Ärztliche Behandlungsfehler: Ihre Zahl steigt, die Hälfte ist vermeidbar

Die Zahl der Behandlungsfehler in Deutschland steigt. Zumindest erhöht sich die Zahl der gemeldeten Fälle und damit der Mut der Patienten, gegen ärztliche Fehler vorzugehen. Dabei lassen sich nach Ansicht des Bonner Medizinprofessors Martin Hansis die Medizinfehler um die Hälfte reduzieren.

Wie das Hamburger Magazin stern berichtet, hat Hansis, der an der Universität Bonn einen Lehrstuhl für Klinisches Qualitätsmanagement hat, als Ursachen von Fehlbehandlungen in Krankenhäusern vor allem Organisationsmängel und Koordinationsdefizite ausgemacht - beispielsweise werde die Krankenakte nicht präzise geführt, klappe die Absprache zwischen Ärzten nicht oder seien Anweisungen an das Personal nicht klar genug.

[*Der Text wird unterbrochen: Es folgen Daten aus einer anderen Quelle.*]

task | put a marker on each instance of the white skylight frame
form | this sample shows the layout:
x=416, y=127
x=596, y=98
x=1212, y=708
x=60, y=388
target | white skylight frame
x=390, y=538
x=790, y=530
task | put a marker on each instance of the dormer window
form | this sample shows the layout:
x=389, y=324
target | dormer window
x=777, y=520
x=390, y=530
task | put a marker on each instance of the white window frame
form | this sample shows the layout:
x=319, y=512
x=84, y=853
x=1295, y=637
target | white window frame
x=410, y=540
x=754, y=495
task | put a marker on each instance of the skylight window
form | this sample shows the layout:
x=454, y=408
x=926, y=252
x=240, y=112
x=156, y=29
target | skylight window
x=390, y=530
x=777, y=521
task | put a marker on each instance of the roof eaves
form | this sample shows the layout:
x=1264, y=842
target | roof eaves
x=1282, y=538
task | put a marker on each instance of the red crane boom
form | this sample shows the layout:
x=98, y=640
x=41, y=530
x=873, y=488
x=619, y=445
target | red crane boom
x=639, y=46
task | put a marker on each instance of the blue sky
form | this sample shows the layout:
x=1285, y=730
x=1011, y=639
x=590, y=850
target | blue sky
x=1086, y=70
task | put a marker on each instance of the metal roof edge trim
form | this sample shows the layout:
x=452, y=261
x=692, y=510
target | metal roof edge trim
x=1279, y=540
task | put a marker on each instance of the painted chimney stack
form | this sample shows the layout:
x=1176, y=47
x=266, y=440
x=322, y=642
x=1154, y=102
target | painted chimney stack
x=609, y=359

Als Konsequenz fordert Hannis auch für die Ärzte ein effektives "Risk Management", bei dem in aller Offenheit intern über jedes Missgeschick diskutiert wird. "Dabei geht es nicht um Schuldzuweisungen, sondern darum, aus gemachten Fehlern zu lernen, um sie effektiv bekämpfen zu können", sagte Hannis. Auch sei in den Kliniken ein Betriebsklima ohne Angst vor Autoritäten und Repression wichtig. Als erster müsse der Chef über eigene Missgeschicke reden, um den untergebenen Ärzten die Angst vor Konsequenzen zu nehmen.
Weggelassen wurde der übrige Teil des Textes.